Antes de que comience cada sesión, un soldado lee trabajosamente las instrucciones a este público. No se puede dibujar, no se pueden trazar garabatos en un papel, no se puede hacer nada que pueda constituir una falta de respeto al tribunal. También está prohibido quedarse dormido, una “falta de decoro” que puede costar la expulsión de la galería.
Aunque se ve a los participantes en la audiencia, solo se les escucha por circuito cerrado de televisión, que emite con un retraso de 40 segundos. En cualquier momento el tribunal presidido por Acosta puede apretar un botón rojo, que interrumpe la transmisión si se considera que alguna declaración puede estar clasificada, advierte el militar.
En ningún momento comparece el acusado en la sala a lo largo de esta tercera y última semana. Prefiere, explica Natale, observar los procedimientos desde otro lugar seguro. Su cliente sufre de vértigos serios que, junto a las estrictas medidas de seguridad, hacen difícil su traslado.
Quienes le han visto explican que Al Nashiri es un hombre menudo —mide 167 centímetros—, que comparece en la audiencia en camisa y pantalón, amante de la música pop —es fan de Dua Lipa— que le ha ayudado a aprender a comunicarse en inglés. A diferencia de otros presos, no es religioso, se prodiga en abrazos con sus defensores y no tiene ningún problema con el personal femenino de la cárcel.
La tercera semana transcurre despacio, con constantes interrupciones para estudiar pruebas —la fiscalía ha anunciado que dispone de una serie de vídeos sobre extracciones de Al Nashiri de su celda—, para declarar sesiones a puerta cerrada y para volver al proceso a puerta abierta.

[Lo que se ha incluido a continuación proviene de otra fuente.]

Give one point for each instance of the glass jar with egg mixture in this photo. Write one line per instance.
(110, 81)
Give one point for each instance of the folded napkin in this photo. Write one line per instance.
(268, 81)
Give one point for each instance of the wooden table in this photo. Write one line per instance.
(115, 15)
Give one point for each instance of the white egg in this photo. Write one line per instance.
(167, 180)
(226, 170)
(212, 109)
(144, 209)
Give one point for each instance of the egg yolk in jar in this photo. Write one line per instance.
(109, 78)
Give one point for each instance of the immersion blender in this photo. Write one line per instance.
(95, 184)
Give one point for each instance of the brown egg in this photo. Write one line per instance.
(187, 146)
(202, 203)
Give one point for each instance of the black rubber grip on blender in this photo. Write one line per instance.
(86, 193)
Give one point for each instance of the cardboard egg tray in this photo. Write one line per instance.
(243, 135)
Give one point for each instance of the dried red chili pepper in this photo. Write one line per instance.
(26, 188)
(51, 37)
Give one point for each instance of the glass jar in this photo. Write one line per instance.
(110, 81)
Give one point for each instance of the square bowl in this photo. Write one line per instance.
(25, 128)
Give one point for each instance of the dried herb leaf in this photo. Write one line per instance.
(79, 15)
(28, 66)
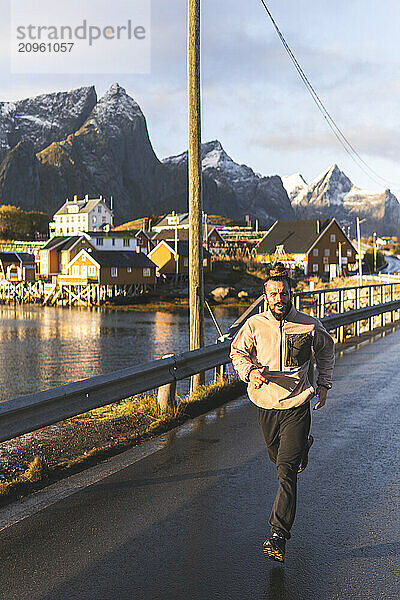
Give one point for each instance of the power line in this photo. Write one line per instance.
(351, 151)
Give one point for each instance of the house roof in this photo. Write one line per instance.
(164, 221)
(183, 247)
(116, 258)
(297, 237)
(116, 234)
(20, 257)
(84, 206)
(169, 234)
(183, 234)
(62, 242)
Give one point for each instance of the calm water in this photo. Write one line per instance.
(43, 347)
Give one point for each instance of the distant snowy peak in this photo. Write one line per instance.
(116, 102)
(332, 194)
(293, 184)
(327, 189)
(215, 157)
(216, 161)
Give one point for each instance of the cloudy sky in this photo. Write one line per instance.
(253, 100)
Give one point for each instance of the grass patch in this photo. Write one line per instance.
(39, 472)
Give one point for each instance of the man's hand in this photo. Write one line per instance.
(322, 392)
(256, 378)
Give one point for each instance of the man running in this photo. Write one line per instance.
(274, 352)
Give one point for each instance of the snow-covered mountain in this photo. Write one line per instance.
(294, 184)
(236, 190)
(57, 145)
(45, 118)
(332, 194)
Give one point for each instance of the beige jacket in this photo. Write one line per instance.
(288, 349)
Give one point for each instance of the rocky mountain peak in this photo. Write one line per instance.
(45, 118)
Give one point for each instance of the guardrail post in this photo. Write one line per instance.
(391, 299)
(220, 372)
(357, 324)
(341, 310)
(371, 302)
(166, 395)
(322, 306)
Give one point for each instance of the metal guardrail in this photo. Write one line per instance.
(34, 411)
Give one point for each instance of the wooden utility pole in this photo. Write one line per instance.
(359, 252)
(196, 283)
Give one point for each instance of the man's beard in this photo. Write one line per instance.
(281, 315)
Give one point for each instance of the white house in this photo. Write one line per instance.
(76, 216)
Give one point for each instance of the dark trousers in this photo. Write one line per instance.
(285, 433)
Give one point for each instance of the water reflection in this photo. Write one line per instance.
(43, 347)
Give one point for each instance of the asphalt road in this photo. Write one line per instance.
(188, 520)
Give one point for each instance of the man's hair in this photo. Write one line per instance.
(278, 273)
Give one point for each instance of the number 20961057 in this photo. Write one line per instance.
(45, 46)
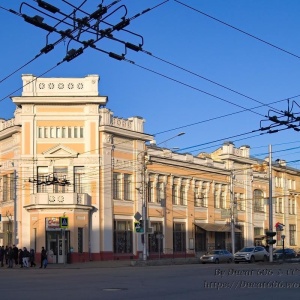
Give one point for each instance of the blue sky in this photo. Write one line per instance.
(168, 88)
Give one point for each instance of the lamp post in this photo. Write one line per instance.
(144, 193)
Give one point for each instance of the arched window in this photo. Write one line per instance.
(258, 200)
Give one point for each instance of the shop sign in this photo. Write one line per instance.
(52, 224)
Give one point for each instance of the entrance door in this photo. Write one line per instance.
(55, 246)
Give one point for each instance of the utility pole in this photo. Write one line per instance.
(232, 213)
(144, 212)
(15, 208)
(270, 202)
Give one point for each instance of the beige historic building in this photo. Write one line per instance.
(64, 154)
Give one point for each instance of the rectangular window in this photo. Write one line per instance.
(197, 197)
(40, 132)
(75, 132)
(223, 199)
(155, 240)
(150, 191)
(122, 236)
(42, 177)
(63, 132)
(117, 186)
(52, 132)
(127, 186)
(183, 195)
(59, 176)
(217, 198)
(80, 240)
(58, 132)
(12, 186)
(5, 188)
(292, 232)
(78, 176)
(179, 237)
(69, 132)
(175, 194)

Al cierre de la última sesión, el juez Acosta no excluye la posibilidad de comenzar el juicio contra Al Nashiri en agosto, pero advierte de que es algo “altamente ambicioso”. Decidirá sobre los recursos, probablemente, en un par de semanas: “esto es Guantánamo, dos semanas es rápido”, ironiza. Fiscales y abogados se preparan para tomar el vuelo de regreso. Quizá volverán en un mes, quizá no. En Guantánamo el tiempo es circular y la Justicia sigue atrapada esperando a Godot, en el vórtice donde confluyen los mundos de Vladimir y Estragón, el ciudadano K y Aureliano Buendía.